In our previous papers on Electro-Chromic (EC) materials, we have shown that standard inorganic EC structures in the form of EC film/electrolyte/Ion storage films (such as WO3/LiNbO3/NiO), in addition to possessing reconfigurable optical properties also exhibit a degree of electric field induce dielectric tunability at radio frequencies. The extent of dielectric tunability in those standard EC structures is commensurate with the tunability exhibited by more mature bulk-tuneable technologies, such as Liquid Crystals (LCs), being between 5% and 20% depending on the frequency of operation, the thickness of the individual EC layers (EC films, electrolyte and ion tank).

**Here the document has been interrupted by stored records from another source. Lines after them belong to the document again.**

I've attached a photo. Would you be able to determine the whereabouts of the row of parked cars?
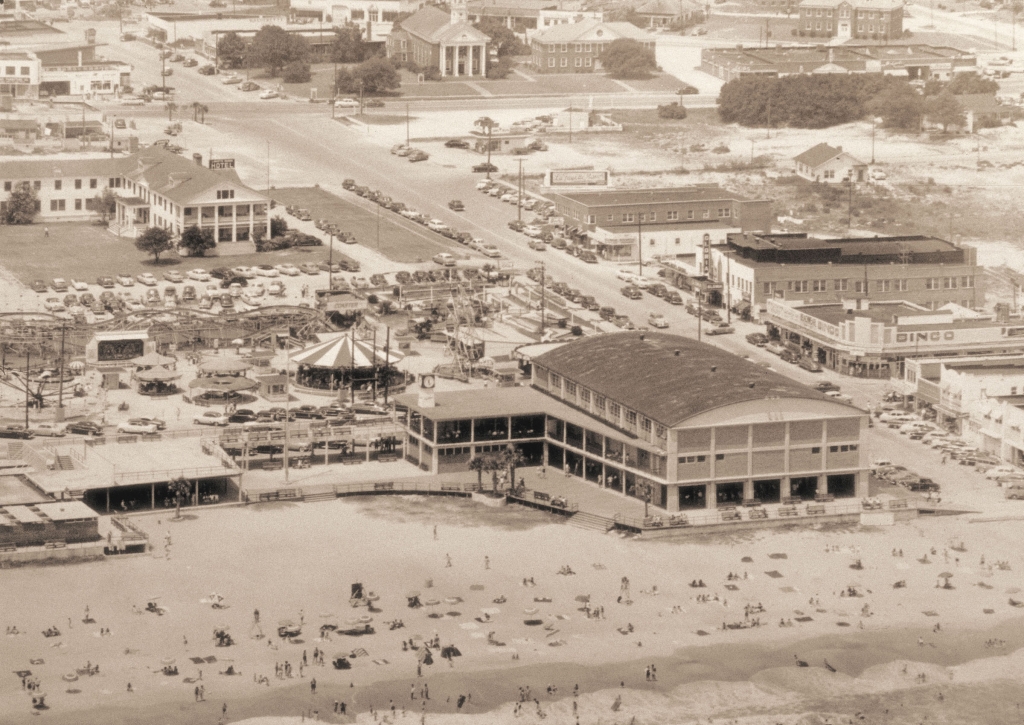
[341,178,502,267]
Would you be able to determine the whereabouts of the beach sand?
[0,497,1024,725]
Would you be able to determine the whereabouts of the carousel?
[291,335,406,397]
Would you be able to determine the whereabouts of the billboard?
[550,170,608,186]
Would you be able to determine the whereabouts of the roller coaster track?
[0,305,338,363]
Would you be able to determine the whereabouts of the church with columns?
[387,0,490,78]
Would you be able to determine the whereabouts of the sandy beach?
[0,497,1024,725]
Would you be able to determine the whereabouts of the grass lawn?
[270,187,458,262]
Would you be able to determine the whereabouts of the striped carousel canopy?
[292,336,404,369]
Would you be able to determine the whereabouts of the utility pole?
[56,323,68,421]
[25,350,32,430]
[637,212,643,276]
[541,261,547,339]
[515,157,522,221]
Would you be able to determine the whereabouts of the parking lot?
[271,187,457,263]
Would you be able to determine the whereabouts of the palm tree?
[473,116,500,179]
[501,443,526,489]
[167,476,191,519]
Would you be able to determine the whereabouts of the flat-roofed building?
[697,233,985,318]
[763,299,1024,378]
[548,185,771,261]
[396,332,867,512]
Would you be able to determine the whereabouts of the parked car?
[29,423,68,438]
[118,421,157,435]
[647,312,669,329]
[193,411,227,426]
[65,421,103,435]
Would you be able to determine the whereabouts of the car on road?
[118,421,157,435]
[647,312,669,330]
[65,421,103,435]
[0,425,33,440]
[193,411,227,426]
[797,357,821,373]
[29,423,67,438]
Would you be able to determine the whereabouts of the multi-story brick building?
[529,18,655,73]
[549,184,772,261]
[797,0,903,40]
[697,233,985,317]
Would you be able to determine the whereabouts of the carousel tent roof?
[199,357,253,374]
[135,368,181,383]
[292,336,404,369]
[131,352,177,368]
[188,377,259,392]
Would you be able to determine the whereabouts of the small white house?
[794,143,867,183]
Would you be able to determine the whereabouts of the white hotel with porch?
[0,146,269,244]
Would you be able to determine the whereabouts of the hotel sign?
[551,171,608,186]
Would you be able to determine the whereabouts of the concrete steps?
[568,511,615,534]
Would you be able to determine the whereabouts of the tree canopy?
[473,17,529,57]
[181,229,217,257]
[331,25,373,62]
[718,74,906,128]
[135,226,171,262]
[601,38,657,80]
[217,33,246,68]
[246,26,309,77]
[0,181,39,224]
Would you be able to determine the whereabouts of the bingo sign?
[550,170,608,186]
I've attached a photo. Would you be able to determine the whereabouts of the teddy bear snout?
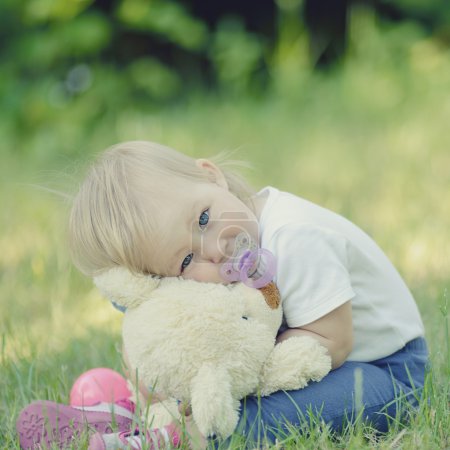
[259,281,280,309]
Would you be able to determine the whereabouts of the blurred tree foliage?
[0,0,450,159]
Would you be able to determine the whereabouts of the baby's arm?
[277,301,353,369]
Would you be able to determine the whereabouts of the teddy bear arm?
[191,364,239,438]
[259,336,331,396]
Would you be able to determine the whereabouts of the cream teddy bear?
[94,267,331,438]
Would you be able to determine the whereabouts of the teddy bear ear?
[94,267,161,308]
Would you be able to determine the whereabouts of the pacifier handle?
[220,249,276,289]
[239,248,276,289]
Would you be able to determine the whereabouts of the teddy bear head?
[94,267,282,436]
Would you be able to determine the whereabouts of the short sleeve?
[269,224,355,328]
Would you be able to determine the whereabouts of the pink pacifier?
[220,232,276,289]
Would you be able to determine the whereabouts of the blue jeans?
[216,338,428,442]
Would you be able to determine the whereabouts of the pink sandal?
[16,400,137,449]
[88,424,181,450]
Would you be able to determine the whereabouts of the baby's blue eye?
[198,209,209,229]
[181,253,194,273]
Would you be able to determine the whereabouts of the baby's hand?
[259,336,331,396]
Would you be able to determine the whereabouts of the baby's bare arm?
[277,301,353,369]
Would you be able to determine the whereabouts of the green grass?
[0,14,450,449]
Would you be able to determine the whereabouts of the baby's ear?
[94,267,160,308]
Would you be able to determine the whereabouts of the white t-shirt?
[258,186,424,361]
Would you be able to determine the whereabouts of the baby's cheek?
[184,263,225,283]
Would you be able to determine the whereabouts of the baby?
[17,142,428,449]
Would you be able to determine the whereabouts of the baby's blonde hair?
[69,141,254,276]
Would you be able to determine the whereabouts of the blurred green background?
[0,0,450,448]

The purpose of this paper is to provide a research review of Electro-Chromic (EC) materials. The review presented in this paper centres primarily on inorganic, type III EC materials, with a complimentary WO3/LiNbO3/NiO, EC cell structure, as elaborated in [1-2]. It summarises the fabrication details, dielectric tunability and possible application domains of EC materials. These first results, despite the fact that the research in this area is in infancy, indicate that the performance of the presented EC materials is on-par with some of the better established bulk-tuneable technologies, such as Liquid Crystals (LC) – K-15 for example.
This new research area is of great potential. Unlike the standard LC technologies, where the tunability is strongly dependent on the size and inertia of the LC molecules, EC materials are composite and consist of at least three active layers. By an appropriate choice of the chemical composition of these layers and appropriate thicknesses, it is believed that both the dielectric tunability can be increased, while reducing insertion losses.
 Bulja, S. et al. High Frequency Dielectric Characteristics of Electrochromic, WO3 and NiO Films with LiNbO3 Electrolyte. Sci. Rep. 6, 28839; doi: 10.1038/srep28839 (2016).
 Bulja, S. et al. High Frequency Dielectric Characteristics of Electrochromic, WO3 and NiO Films with LiNbO3 Electrolyte. Sci. Rep. 7, 13484; doi: 10.1038/s41598-017-13941-9 (2017).